Israël est-il le lieu de l’accomplissement du « salut » juif, défini comme une certaine forme d’accomplissement de la justice ? À quel projet éthique correspond l’aventure de l’alya ?
Tentons de réfléchir sur le sens que l’on peut donner au mot salut.
Pour la tradition, selon ce que j’ai appris, le salut est l’accomplissement de la justice poursuivie au niveau du laboratoire séparé du peuple juif. En vivant selon l’étude-observance, on ne cesse de réfléchir sur des règles sociales inspirées par la pensée que l’humain se doit infiniment à l’humain ; et on prend l’habitude de la vigilance en quelque sorte, vivant dans la pensée permanente qu’il y a quelque chose à faire. Un tel schéma d’existence serait la clef de l’accès à la Jérusalem terrestre, de l’invention et de la construction d’une société bonne. Avec les mots de Levinas, la mission d’Israël est de mettre en œuvre son génie propre, qui serait un génie social, le génie d’un collectif juste.
Israël est-il aujourd’hui le lieu pour un tel accomplissement ? Pour ce que j’entends, l’Israël contemporain est plus célèbre par ses succès étonnants dans le domaine de la high-tech que par l’organisation d’un secours en direction des défavorisés, que par la construction d’une solidarité sociale exceptionnelle. On serait tenté de lui préférer de ce point de vue la société française, pour autant qu’elle garde aujourd’hui encore – quoiqu’on puisse redouter sa tendance à s’aligner sur le monde ambiant – des mécanismes de protection sociale remarquables. Mais justement, ne peut-on pas se sentir appelé à venir en Israël pour y faire éclore le salut juif de la justice ? Le salut serait plus le cadeau à faire que l’avantage à recevoir.

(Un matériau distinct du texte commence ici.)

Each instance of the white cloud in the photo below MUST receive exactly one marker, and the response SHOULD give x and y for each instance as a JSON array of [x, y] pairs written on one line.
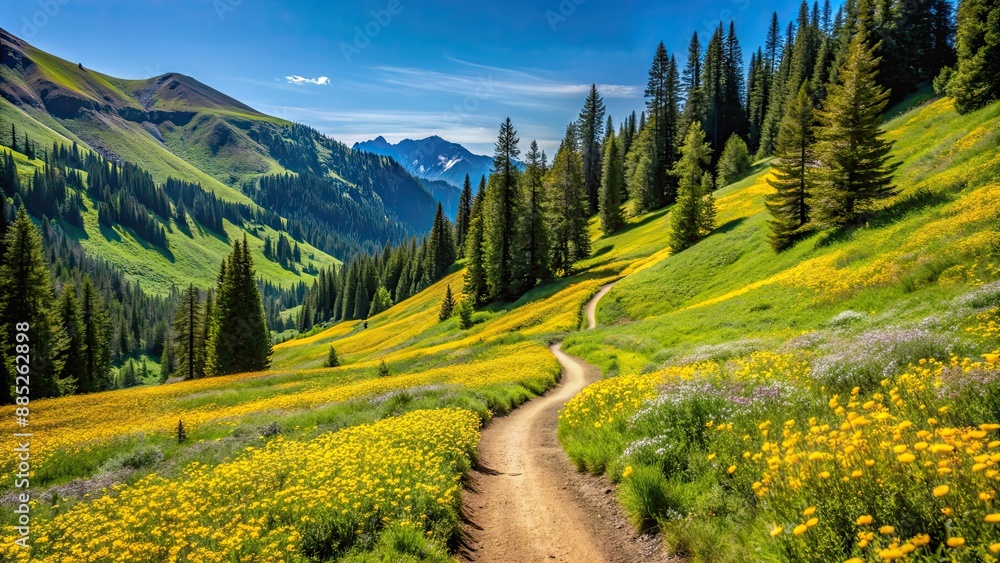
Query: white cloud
[[319, 81]]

Le mot salut peut vouloir dire, beaucoup plus simplement, la sécurité. Dans l’Hexagone, nous rencontrons aujourd’hui un “nouvel antisémitisme”, en lequel convergent plusieurs éléments : une idéologie provenant des milieux arabo-musulmans, construite à partir de l’Islam, du rejet “absolu” du privilège de l’Occident et d’une vindicte anticolonialiste illimitée ; la résurgence de l’antisémitisme à la Hitler-Drumont, provenant de l’extrême droite ; un “antisionisme” d’extrême gauche ayant fait de la réprobation d’Israël l’alpha et l’oméga de l’histoire contemporaine. Se sauve-t-on de tout cela en faisant son alya ? En un sens oui : le deuxième de ces spectres disparaît, et pour ce qui est du premier et du troisième, on appartient désormais à un projet qui nous fournit une bannière derrière laquelle les combattre.

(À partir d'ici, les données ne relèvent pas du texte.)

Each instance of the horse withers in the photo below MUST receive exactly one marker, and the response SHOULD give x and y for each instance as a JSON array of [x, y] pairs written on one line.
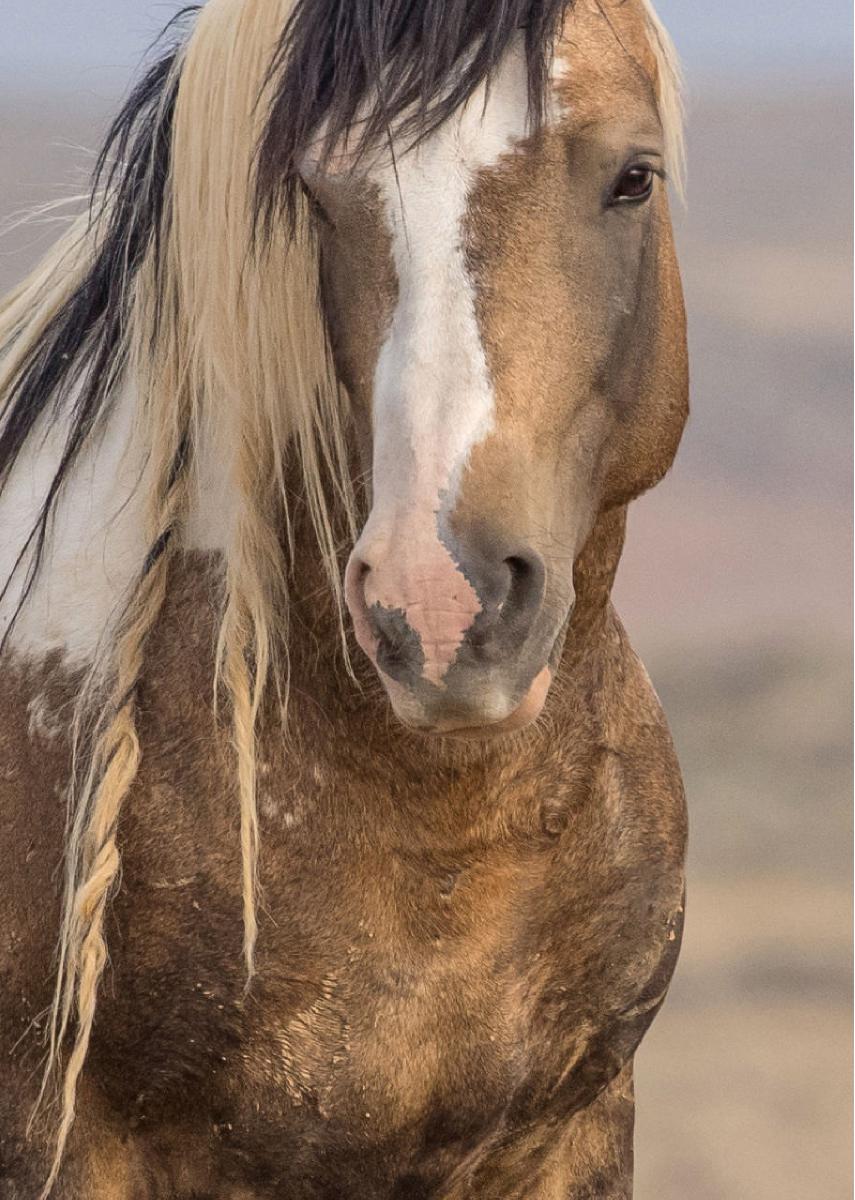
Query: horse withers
[[374, 328]]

On trouve ainsi une manière de surmonter la déception de constater que les personnes qui ne participent pas au nouvel antisémitisme, en France, ne paraissent pas jusqu’à nouvel ordre se constituer en rempart contre lui, se soulever massivement contre lui. C’était la constatation d’Adrien Barrot dans son livre de 2007 Si c’est un juif : sortant de la manifestation de protestation contre le meurtre d’Ilan Halimi, il observait qu’on y croisait surtout des Juives et des Juifs. On préfère donc aller vivre dans une société dont la défense des Juives et des Juifs est naturellement et légitimement la ligne de front officielle. « Derrière notre drapeau cette fois ! » : pensée qui traîne à l’arrière de l’esprit des Juives et des Juifs après Auschwitz. Mais on pourrait aussi penser qu’il y a un combat à mener ici, des mots à trouver pour bouger les consciences.
Finalement, selon l’expérience des diverses conversations, il me semble que ce qui convainc le mieux de se lancer dans l’aventure de l’alya est, dans beaucoup de cas, encore autre chose : un attachement irrépressible, et d’une force incroyable, à ce nouveau pays et à sa société en construction. Le mathématicien américain Abraham Robinson, père de l’analyse non standard et dont j’ai beaucoup étudié les travaux, est venu vivre quelques années en Israël pour participer à la construction du nouvel État. Des Français viennent en Israël sachant qu’ils vont avoir du mal à trouver leur place dans ce système dur et compétitif où leurs talents pourraient ne pas être reconnus : même quand leur statut professionnel s’est dégradé, même s’ils ne sont pas devenus des locuteurs triomphants de l’hébreu, ils déclarent leur bonheur d’être de la partie, de vivre dans les paysages du récit biblique et parmi la société juive. Le salut pour lequel elles ou ils ont opté, c’est plutôt une sorte de salut de l’amour. Hannah Arendt disait que l’on ne pouvait aimer que des personnes, pas des peuples ou des nations. Tout nous prouve que sa psychologie était trop limitée. Ahavat Israël est une chose vivante, puissante et mystérieuse.